IT’S a long and difficult path to earn a netball umpire’s A-grade badge, but few would have done it tougher than Bendigo’s Bree Bentley.
Faced with serious injury and hour-upon-hour travelling to Melbourne to officiate countless matches, Bentley never lost sight of her goal to umpire at the highest level possible.
If anything, those obstacles made it even more satisfying when she was recently elevated to the second-highest umpiring grade.
“Absolutely it is,” Bentley said. “I’ve had an injury-interrupted path to get there and you can only receive your A-grade badge through umpiring the state league, the Victorian Netball League, so I have had to travel down there once a week.”
After her fourth ankle reconstruction in 2008, which ended her Australian tumbling career, Bentley thought her netball umpiring and playing days might be over.
“They actually told me I wasn’t allowed to run, they told me I had to avoid all impact on my feet,” she said.
“It took me six months to run without a limp and about 12 months to run without pain. I have limited movement now, but it’s pretty good.”
Bentley first blew the whistle as a six-year-old in the Golden City Netball Association, where she got her C-grade badge aged 12.
It’s taken her 17 years to move up to B and now A-grade, and she’s emulated her mother Pam, who inspired her to umpire.
“I saw the opportunities that mum had as an umpire, she got to officiate a grand final of Country Cup, which back in the day was the premier event of regional centres,” Bentley recalled.
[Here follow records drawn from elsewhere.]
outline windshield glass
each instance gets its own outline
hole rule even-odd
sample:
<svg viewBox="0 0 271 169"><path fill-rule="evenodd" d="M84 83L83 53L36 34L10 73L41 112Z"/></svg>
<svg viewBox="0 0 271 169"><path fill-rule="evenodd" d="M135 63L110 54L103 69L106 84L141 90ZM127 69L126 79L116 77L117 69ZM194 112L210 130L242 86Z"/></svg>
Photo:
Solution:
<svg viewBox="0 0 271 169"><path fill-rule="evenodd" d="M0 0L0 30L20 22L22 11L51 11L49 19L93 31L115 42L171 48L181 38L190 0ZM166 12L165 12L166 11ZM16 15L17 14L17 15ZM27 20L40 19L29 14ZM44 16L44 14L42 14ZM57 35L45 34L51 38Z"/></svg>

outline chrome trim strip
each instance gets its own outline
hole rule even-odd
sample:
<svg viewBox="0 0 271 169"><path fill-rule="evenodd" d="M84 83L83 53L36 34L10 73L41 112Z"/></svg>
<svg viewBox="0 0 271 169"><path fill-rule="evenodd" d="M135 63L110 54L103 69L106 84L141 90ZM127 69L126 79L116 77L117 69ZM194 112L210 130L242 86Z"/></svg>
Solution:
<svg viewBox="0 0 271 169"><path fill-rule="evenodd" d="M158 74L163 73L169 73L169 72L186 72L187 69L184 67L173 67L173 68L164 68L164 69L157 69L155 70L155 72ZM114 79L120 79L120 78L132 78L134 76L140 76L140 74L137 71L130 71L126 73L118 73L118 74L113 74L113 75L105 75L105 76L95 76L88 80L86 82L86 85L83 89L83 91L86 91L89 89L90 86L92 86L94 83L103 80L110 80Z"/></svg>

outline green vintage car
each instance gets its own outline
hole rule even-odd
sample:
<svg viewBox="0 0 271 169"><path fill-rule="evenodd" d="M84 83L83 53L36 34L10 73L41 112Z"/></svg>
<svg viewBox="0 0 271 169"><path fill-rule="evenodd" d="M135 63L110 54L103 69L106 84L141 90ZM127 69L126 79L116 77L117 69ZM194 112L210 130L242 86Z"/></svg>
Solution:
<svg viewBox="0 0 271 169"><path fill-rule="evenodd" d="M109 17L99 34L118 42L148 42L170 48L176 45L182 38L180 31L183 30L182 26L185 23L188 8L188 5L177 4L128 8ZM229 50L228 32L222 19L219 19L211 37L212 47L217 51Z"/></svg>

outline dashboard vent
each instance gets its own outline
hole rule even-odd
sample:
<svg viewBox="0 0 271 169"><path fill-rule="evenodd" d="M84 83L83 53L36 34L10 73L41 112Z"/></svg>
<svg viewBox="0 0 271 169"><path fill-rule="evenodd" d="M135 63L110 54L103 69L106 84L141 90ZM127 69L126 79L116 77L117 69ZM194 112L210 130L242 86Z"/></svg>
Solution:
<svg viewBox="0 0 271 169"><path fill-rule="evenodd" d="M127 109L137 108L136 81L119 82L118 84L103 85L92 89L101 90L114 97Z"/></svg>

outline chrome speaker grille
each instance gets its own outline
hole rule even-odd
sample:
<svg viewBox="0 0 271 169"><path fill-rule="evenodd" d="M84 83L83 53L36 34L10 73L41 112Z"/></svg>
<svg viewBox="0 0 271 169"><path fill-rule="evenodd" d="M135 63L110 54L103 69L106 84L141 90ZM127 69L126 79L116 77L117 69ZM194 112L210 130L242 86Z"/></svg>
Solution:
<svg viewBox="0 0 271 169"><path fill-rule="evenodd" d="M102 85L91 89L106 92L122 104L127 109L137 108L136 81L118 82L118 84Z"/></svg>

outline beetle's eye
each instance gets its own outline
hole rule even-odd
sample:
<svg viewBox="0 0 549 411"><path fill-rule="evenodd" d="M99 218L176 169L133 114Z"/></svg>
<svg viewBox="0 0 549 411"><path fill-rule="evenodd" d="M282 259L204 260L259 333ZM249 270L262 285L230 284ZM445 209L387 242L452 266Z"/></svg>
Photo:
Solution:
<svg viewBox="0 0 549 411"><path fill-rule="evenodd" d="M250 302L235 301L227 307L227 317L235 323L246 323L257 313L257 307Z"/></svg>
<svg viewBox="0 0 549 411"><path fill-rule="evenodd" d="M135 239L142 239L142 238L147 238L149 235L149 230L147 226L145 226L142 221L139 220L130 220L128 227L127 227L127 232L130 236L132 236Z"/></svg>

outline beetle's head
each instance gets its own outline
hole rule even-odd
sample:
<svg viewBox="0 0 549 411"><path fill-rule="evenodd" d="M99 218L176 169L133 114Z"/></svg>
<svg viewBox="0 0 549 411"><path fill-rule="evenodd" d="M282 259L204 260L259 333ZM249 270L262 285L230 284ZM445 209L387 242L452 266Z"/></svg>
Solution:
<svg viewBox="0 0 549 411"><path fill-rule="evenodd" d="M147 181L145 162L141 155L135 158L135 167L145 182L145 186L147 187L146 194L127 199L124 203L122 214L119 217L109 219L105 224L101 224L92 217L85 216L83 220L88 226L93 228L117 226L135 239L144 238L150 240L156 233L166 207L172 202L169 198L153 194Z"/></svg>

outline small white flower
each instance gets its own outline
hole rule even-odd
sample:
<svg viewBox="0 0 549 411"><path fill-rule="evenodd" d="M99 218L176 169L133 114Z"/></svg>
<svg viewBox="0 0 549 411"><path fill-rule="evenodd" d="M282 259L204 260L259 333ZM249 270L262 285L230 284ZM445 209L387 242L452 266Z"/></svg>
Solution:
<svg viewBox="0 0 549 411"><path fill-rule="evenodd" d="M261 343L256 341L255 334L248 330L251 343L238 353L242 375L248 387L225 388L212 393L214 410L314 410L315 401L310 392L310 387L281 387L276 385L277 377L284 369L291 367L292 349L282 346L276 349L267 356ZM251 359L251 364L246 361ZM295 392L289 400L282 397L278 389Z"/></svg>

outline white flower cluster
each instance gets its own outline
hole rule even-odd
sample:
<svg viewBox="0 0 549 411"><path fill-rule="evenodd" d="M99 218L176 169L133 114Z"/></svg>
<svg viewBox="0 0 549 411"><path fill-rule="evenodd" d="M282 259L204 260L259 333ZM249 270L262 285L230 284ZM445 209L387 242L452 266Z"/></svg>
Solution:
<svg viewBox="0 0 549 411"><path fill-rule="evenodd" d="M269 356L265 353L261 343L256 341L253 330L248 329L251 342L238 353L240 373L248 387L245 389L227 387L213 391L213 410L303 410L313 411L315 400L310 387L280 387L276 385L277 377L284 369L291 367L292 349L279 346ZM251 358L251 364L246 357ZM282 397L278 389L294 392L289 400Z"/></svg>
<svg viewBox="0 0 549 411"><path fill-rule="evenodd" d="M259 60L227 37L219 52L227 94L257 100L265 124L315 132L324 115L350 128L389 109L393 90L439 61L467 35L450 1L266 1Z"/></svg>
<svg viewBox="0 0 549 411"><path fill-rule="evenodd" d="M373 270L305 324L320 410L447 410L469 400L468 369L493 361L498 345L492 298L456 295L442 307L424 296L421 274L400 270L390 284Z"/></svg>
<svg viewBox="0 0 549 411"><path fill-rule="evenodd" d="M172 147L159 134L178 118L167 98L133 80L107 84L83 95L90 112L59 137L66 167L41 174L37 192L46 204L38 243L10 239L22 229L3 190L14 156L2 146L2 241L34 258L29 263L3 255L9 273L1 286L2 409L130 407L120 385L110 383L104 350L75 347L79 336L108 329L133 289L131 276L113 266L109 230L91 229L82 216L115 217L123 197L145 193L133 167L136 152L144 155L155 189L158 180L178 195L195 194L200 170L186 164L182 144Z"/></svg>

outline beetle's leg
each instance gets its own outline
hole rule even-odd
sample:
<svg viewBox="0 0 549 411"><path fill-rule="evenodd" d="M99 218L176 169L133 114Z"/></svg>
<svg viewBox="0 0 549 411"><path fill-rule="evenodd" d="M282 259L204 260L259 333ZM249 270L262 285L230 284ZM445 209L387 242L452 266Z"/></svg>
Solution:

“The grand final was telecast, so back then seeing mum on the telly as an umpire was kind of cool.
“Mum retired from umpiring in 1996, when I was in year seven. We umpired a grand final together at Ovens and Murray and after that game she decided if I’m umpiring with my daughter, it’s time (to retire).”
Bentley is the first umpire in the region since Jacinta Fisher 13 years ago to become an A-grade umpire and her desire to improve still burns strong.
This year, she’s umpired VNL championship for the first time and has set her sights on achieving her AA badge.
“As much as my husband would like it not to be, my goal is to get my AA, which is what the umpires at the ANZ Championship and the world championships have,” she said.
“It could take two years, it could take 10, I might never get there. But it would be nice to represent Australia at two different sports.”